Kubecon 2022 just concluded with plenty of exciting announcements, including our new open-source project, Helm-Dashboard, but we’ve got some more news to share on top of that.
Closing the Troubleshooting Loop Using Komodor Actions
Komodor’s mission is to take the complexity out of Kubernetes troubleshooting. Setting out, this meant building a platform that would streamline the process of root cause analysis – a platform that quickly and intuitively identifies when anything goes wrong, answers the “what was changed, by whom, and when?” questions by taking inventory of all changes, in their relevant context, and pinpointing the cause of fires in production.
However, once the root cause was detected, users still had to make a few hops and run manual commands in order to remediate. Although our users saw over a 70% decrease in MTTR, it was still a bit far from our vision of seamless troubleshooting and smooth K8s operations.
Today, we’ve added the missing piece to close the troubleshooting loop of detection, investigation, and remediation, all within the Komodor platform. This new feature includes actions such as Restart, Scale, Delete, Edit Resource, Rollback, Drain/Cordon Node, and more.
Our goal with “Actions”? Simple. We want to limit the context switching between tools and remove the current K8s knowledge barrier for non-K8s experts by making everything available in one place, all within the Komodor platform, and only a click away.
Read our documentation for a complete guide to using Komodor Actions.
Whenever one of our Monitors detects an issue, be it on the infra or app level, Komodor Playbooks automatically runs a series of checks and provides actionable insights for remediation. Now, with Komodor Actions, those insights come ready with a suggested action that can be executed directly with a single click.
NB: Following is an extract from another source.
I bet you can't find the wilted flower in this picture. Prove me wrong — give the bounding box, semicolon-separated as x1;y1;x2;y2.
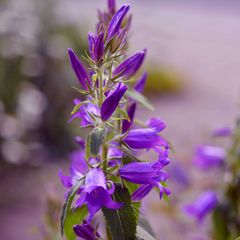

For instance, following an alert on Slack, you can jump directly to the relevant service on Komodor’s platform, see an availability issue on the timeline, and click on it to discover that only 2/4 replicas are available and that Pods are crashing due to an OOMKilled error. Then, Komodor not only suggests increasing memory resources but already provides the option to take immediate action by simply clicking on the ‘Configure Resource’ button.
RBAC & Komodor Actions
Allowing non-experts to easily manipulate and change K8s resources empowers them to troubleshoot independently and reduces toil on DevOps and SRE teams. But, as the saying goes; “with great power comes great responsibility”, and you can’t grant full access without some restrictions.
We’re aware of the fine line between giving too many permissions to giving too little. DevOps and SREs don’t want to do everything alone and become a bottleneck but are also reluctant to give non-K8s experts too much autonomy and direct shell access, which could potentially result in an ‘elephant in a china shop’ scenario.
Read our documentation for an overview of RBAC in Komodor.
We also know that, in most organizations, too many changes to K8s resources can go un-audited. DevOps teams lack visibility into developer access and cannot fully track actions done within the cluster itself.
Hence, we’ve added RBAC support. It allows DevOps, SRE, and Platform teams to customize policies and access control for different teams, as they see fit, without losing track of changes across their Kubernetes infrastructure. This solves the pain of not knowing if and when someone made a change to the cluster, who did it, and what were the ramifications.
Thanks to Komodor Actions and RBAC, the troubleshooting loop can finally be closed with both DevOps and non-K8s experts having the ability to detect, investigate and remediate any issue independently directly through Komodor’s platform with minimal friction.